Information and silence in the healthcare industry


Turmoil is spreading through many universities in the US about what can be taught or said, the Internet has brought the issue of speech that harms people into the sphere of public debate and all the while, the issue of freedom of speech in medicine and healthcare lingers…

What is becoming evident is that patients as well as those in the medical profession need to begin making some important steps in the right direction.

With the right to have access to proper information whether it relates to off-label drug/prescriptions, alternative treatments or access to a hormone clinic, now, we are beginning to realize that there is a fine line between an authority figure telling someone to do something and actually dishing out medical advice or appealing to the emotions.

Let’s face it, a patient-healthcare provider relationship is a very specific type of contract.

In New Mexico, a complaint has been filed against three EXPO New Mexico officials for unconstitutional attempts to limit the company’s rights to display a cannabis educational and informative booth at the New Mexico State Fair in 2017.

Duke Rodriguez, CEO & President of Ultra Health® believes public education on this medicine is necessary and has said that Medical cannabis is 100 percent legal in New Mexico.

The British professor John Yudkin was silenced when he tried to warn us about sugar in 1972, causing it to take nearly 50 years for us to realize what he was saying.

The sad fact is that biases and conflicts of interest in virtually every field of medicine, especially those that rely heavily on devices and drugs.

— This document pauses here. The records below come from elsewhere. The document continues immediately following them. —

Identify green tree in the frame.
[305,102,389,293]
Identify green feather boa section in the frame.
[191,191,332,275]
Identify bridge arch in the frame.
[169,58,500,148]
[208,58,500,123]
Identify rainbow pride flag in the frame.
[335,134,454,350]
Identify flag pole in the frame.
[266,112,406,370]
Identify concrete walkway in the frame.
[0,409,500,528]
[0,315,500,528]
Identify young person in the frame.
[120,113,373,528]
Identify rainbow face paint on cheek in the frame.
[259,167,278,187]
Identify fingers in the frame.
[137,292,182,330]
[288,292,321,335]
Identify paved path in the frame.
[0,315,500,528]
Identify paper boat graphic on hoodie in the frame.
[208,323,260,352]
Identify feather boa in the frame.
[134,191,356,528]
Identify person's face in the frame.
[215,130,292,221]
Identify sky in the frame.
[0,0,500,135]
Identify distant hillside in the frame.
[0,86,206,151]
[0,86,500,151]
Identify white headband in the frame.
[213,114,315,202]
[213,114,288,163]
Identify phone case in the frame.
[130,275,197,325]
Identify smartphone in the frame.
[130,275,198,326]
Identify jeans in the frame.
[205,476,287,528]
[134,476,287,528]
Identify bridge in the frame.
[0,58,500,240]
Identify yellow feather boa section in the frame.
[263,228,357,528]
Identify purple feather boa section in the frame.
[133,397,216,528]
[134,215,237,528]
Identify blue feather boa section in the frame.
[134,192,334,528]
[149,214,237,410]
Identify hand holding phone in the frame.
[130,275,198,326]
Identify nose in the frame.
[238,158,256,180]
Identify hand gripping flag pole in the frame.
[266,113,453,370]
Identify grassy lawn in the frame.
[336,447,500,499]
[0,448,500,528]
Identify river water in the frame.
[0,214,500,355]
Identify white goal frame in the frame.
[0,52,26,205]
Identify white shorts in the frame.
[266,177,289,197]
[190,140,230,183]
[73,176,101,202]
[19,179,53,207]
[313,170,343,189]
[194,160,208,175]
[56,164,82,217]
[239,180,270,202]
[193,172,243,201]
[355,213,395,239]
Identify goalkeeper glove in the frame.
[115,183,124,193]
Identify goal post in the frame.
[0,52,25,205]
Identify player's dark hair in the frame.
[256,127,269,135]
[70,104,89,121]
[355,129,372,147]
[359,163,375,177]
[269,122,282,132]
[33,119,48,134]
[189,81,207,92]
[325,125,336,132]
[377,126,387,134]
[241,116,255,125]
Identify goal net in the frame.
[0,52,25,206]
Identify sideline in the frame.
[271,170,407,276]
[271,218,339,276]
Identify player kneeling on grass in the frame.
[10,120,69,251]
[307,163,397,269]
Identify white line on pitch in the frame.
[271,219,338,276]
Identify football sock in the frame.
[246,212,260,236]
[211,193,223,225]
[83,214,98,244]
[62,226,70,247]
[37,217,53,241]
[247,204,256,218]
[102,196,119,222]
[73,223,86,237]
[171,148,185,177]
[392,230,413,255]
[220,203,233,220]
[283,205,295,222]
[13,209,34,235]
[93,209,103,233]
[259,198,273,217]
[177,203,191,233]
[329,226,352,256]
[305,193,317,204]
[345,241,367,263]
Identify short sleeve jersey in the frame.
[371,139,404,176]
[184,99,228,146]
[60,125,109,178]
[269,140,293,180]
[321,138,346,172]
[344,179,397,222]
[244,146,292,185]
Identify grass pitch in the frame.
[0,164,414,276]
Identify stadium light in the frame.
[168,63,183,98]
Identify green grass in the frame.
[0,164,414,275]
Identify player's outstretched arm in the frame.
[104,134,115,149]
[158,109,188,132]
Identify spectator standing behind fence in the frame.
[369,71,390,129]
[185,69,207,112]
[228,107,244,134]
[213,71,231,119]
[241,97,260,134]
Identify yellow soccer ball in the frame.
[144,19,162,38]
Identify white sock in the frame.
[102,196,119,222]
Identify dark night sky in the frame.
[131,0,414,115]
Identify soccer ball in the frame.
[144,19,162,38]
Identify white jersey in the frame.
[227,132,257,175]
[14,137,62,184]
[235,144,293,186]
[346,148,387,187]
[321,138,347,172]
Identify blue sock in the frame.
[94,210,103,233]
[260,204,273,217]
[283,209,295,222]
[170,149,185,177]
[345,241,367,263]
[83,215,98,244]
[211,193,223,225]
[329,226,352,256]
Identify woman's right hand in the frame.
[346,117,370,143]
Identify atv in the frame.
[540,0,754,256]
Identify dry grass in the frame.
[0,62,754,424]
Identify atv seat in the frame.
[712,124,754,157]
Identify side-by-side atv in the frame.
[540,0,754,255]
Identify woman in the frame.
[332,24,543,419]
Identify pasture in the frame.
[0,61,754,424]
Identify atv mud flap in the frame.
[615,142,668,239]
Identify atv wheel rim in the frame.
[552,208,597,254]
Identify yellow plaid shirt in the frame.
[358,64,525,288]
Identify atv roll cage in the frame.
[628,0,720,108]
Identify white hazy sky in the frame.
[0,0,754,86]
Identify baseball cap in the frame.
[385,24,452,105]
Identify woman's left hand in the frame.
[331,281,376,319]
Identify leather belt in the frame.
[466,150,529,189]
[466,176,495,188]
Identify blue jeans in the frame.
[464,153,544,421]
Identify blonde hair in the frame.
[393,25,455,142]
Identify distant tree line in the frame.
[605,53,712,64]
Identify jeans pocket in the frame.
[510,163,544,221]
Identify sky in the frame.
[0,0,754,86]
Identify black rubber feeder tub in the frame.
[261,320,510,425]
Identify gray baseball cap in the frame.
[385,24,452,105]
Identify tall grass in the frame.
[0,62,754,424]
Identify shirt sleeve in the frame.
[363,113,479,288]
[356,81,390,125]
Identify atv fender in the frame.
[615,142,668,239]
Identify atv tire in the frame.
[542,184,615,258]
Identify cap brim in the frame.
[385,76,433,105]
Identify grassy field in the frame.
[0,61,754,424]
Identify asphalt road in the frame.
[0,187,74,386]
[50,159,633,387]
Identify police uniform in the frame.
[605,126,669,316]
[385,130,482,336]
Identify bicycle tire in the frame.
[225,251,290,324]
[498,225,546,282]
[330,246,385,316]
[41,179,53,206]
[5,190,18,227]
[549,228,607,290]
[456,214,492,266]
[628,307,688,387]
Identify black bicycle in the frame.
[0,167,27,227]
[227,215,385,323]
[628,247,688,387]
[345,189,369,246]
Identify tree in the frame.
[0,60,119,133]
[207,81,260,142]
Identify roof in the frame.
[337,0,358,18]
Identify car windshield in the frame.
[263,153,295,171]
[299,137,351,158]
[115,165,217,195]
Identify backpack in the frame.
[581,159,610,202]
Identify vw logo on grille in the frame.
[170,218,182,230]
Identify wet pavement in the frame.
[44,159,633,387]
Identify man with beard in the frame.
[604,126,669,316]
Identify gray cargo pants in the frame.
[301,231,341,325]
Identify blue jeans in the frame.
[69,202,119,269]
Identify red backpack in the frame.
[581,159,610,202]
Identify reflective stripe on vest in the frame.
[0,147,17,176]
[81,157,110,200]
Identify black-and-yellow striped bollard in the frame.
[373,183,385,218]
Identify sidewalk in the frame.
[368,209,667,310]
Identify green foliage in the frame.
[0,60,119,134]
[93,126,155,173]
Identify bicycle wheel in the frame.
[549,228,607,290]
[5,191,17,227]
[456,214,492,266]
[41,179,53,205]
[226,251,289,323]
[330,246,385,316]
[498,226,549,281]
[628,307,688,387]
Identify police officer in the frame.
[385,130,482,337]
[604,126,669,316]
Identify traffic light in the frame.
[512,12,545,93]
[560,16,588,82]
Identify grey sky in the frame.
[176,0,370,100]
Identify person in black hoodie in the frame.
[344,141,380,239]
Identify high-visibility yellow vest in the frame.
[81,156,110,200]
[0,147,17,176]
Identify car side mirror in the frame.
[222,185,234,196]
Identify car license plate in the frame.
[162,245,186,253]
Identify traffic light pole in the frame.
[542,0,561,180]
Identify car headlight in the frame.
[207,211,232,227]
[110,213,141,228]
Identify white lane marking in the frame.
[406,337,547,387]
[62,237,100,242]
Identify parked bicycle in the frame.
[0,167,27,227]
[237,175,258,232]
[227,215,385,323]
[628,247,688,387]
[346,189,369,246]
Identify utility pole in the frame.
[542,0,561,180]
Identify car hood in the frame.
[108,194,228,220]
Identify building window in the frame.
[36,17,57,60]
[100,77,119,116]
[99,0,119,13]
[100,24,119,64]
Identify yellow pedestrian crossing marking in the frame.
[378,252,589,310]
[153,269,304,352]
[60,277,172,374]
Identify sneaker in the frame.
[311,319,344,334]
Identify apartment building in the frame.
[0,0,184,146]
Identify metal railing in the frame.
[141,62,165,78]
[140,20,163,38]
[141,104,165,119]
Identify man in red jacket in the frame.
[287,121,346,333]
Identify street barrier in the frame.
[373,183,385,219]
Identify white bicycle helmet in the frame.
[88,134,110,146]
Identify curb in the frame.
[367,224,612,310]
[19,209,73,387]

The alarming part is that journals have traditionally been more likely to reject studies that find harm or no benefit in a treatment and to publish those that find benefit.

Medical journals not having enough clear-language critiques of hyped results or flawed science could arise due to healthcare professionals’ employment contracts which come with warnings about harming the brand as well as strong no-compete clauses.

Unfortunately, most of those in editorial roles are themselves clinician scientists and they depend on friendly editorial review in the future as well as industry funding of research.

If a researcher does a study and can find some benefit of a drug to publish, the researcher also has a much better chance of getting future grants from companies to do studies and to have his/her study published.

However, developments on the horizon seem to bring promise. Arizona’s legislature passed the Free Speech in Medicine Act, which has been signed into law and the U.S. Congress should be able to replicate this at the federal level via the Medical Product Communications Act (H.R.1703, aka the Griffith Bill). This legislature relates to “off-label” usage of drugs (when a drug is prescribed for other than the drug’s specific intended use).

Despite what you may think, off-label usage of drugs is important and common because certain drugs can actually be used for other ailments as well as the ones they are intended for.

Legislation can play a part in fostering greater communication on off-label usage of drugs in order to improve safety.

There have also been state laws elsewhere that require doctors to perform an ultrasound, describe the image of the fetus to the woman and tell her that the fetus can feel pain before providing her with an abortion.

Dozens of “crisis pregnancy centers” have sued the state of California over a law requiring them to publicly post or notify their patients that they can have state-funded/low-cost abortion services.

Denise Harle, legal counsel for the Alliance Defending Freedom asks the pertinent question, “Can the government compel people to speak a message they don’t agree with and then punish them if they don’t?”.

The Pulitzer-prize winning journalist Bret Stephens wrote that “If you can’t speak freely, you’ll quickly lose the ability to think clearly,”.

Then, some might ask, what happens when you are being forced to speak?

To be educated and speak responsibly is a huge part of the basis for civilization’s progression in a democratic society however, freedom of speech does not mean that you are not going to face the consequences of what you say.